И поэтому, да, за последнюю неделю многое решил и многое успел; в частности, Гели отправил на две недели в Париж – без обычных пререканий, в общем, и без попыток напустить на себя важность, а просто сказал: Зая, мне надо сделать много дел, а я буду переживать, что ты тут одна сидишь; хочешь съездить куда? И все получилось мирно и ласково, и он жалел даже, когда она уезжала: давно не прощались так тепло, хотя вообще хорошо жили. И даже Завьялову, возбужденному и радостно заведенному после двухчасового разговора по комму про новую, совместную фирму, про биомиксы, сказал: Ну, победил ты? Гелька, кстати, тоже будет довольна, наверное; она все говорит, что я на старой работе закисаю. Зав засмеялся, сказал: да уж, тут не до закисания. А что ты будешь в Россию мотаться со всеми этими делами, не волнует ее? Что нелегальными делишками будешь заниматься, чилльные биомиксы, туда-сюда – не волнует? Ты же у нее хороший, положительный. Не знаю, сказал Волчек, приедет – поговорим. Положительный – это да. Это было дело.

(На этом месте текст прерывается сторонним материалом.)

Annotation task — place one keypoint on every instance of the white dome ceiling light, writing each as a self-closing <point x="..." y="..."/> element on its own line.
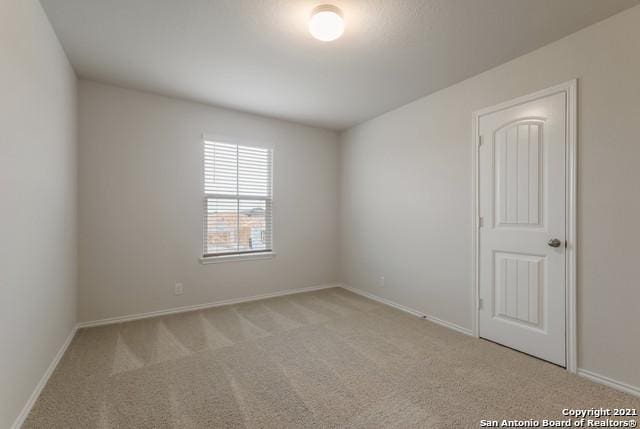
<point x="326" y="23"/>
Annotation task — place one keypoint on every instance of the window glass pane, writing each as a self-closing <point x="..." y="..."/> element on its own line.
<point x="253" y="233"/>
<point x="237" y="188"/>
<point x="221" y="226"/>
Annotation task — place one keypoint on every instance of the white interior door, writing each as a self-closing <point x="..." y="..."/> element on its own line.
<point x="522" y="235"/>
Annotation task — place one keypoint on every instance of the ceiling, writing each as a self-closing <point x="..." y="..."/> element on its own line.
<point x="257" y="56"/>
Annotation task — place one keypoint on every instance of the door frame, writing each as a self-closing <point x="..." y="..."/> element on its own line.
<point x="570" y="89"/>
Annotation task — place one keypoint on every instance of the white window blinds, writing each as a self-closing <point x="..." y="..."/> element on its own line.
<point x="237" y="199"/>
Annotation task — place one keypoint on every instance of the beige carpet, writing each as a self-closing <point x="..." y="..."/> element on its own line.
<point x="319" y="359"/>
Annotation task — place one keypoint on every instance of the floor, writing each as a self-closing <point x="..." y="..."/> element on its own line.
<point x="321" y="359"/>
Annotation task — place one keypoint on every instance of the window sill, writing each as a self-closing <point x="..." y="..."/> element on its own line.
<point x="237" y="258"/>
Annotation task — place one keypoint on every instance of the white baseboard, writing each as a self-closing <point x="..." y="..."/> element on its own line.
<point x="184" y="309"/>
<point x="43" y="381"/>
<point x="614" y="384"/>
<point x="408" y="310"/>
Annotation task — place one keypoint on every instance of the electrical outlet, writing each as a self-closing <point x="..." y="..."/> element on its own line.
<point x="178" y="289"/>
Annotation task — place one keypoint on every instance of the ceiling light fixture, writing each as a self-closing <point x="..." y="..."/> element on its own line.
<point x="326" y="23"/>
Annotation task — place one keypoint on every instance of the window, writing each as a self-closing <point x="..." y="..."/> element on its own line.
<point x="237" y="199"/>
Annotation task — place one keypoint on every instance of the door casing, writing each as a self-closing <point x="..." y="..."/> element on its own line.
<point x="570" y="89"/>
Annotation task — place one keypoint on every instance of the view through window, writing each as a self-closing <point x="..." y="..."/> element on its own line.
<point x="237" y="199"/>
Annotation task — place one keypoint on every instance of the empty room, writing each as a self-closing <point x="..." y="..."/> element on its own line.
<point x="319" y="214"/>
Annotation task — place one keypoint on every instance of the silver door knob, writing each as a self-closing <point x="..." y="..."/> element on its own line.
<point x="554" y="242"/>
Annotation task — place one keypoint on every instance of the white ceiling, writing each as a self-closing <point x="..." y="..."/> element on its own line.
<point x="257" y="56"/>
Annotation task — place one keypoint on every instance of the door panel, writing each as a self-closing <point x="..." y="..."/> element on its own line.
<point x="522" y="202"/>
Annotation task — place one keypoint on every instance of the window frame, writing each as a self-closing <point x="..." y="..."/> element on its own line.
<point x="213" y="258"/>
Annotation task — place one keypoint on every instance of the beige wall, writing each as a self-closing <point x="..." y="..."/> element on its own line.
<point x="140" y="207"/>
<point x="406" y="191"/>
<point x="37" y="200"/>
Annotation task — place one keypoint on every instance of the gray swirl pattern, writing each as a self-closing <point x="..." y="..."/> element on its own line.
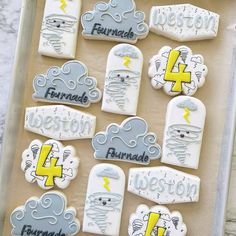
<point x="68" y="84"/>
<point x="49" y="213"/>
<point x="131" y="137"/>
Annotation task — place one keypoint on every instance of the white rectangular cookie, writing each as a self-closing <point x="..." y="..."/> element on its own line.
<point x="59" y="30"/>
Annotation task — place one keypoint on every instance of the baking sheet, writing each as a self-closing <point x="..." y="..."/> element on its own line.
<point x="199" y="217"/>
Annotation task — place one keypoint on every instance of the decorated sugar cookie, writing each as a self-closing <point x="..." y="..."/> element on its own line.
<point x="47" y="215"/>
<point x="60" y="122"/>
<point x="123" y="79"/>
<point x="185" y="120"/>
<point x="157" y="220"/>
<point x="164" y="185"/>
<point x="184" y="22"/>
<point x="128" y="142"/>
<point x="50" y="164"/>
<point x="104" y="200"/>
<point x="177" y="71"/>
<point x="116" y="20"/>
<point x="59" y="30"/>
<point x="69" y="84"/>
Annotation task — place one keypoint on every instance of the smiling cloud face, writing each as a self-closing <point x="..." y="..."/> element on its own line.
<point x="69" y="84"/>
<point x="128" y="142"/>
<point x="47" y="214"/>
<point x="117" y="20"/>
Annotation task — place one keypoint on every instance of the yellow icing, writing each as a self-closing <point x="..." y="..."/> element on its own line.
<point x="50" y="172"/>
<point x="153" y="218"/>
<point x="178" y="77"/>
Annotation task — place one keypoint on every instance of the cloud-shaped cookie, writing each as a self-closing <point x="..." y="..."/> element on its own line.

Но сейчас все это неважно было Волчеку Сокупу, а важно было только смотреть, как распускается перед глазами странный, алый, фосфоресцирующий цветок, лепестки которого спиралью переходят один в другой и растворяются, исчезают в темноте по мере продвижения обруча, вращающегося бешено на тонкой, как палочка, и сильной, как стальной рычаг, детской ручке. Вибрирующее кольцо взмывает кверху, и за ним следом взмывает тонкая дуга, такая же алая и фосфоресцирующая, и у Волчека захватывает дух от невероятной точности, с какой тельце Марицы Финн и ее обруч взаиморасполагаются в воздухе: вертикальное перечеркивание – горизонтальное – опять вертикальное – тело летит вниз ласточкой, обруч летит вниз, ручки упираются в пол, ножка ловит кольцо, поворот, поворот, и через полторы секунды Финн стоит, вытянувшись в струнку, обе руки и нога высоко над головой, схвачены алым кольцом; прикушена от напряжения губа, аккорд, аккорд, финальный аккорд, рев и аплодисменты, и Волчек впервые в жизни – буквально впервые в жизни! – не хватается за бортик ринга, чтобы не упасть от бешено колотящегося сердца, и не начинает пробираться к кассам, но поворачивается к человеку у себя за плечом, человеку с тяжелым взглядом, каменным лицом и длинными гладкими волосами старого ниппи, и говорит ему:
– Пойдемте, попьем кофе и побеседуем. У вас тут есть где побеседовать?
И они с Зельдеком Финном, отцом и тренером шестилетней Марицы Финн, идут пить кофе в комнате за букмекерской, с правой стороны тайного ринга, расположенного в нижнем ярусе торгового комплекса «Хаунд-Столл», Торонто.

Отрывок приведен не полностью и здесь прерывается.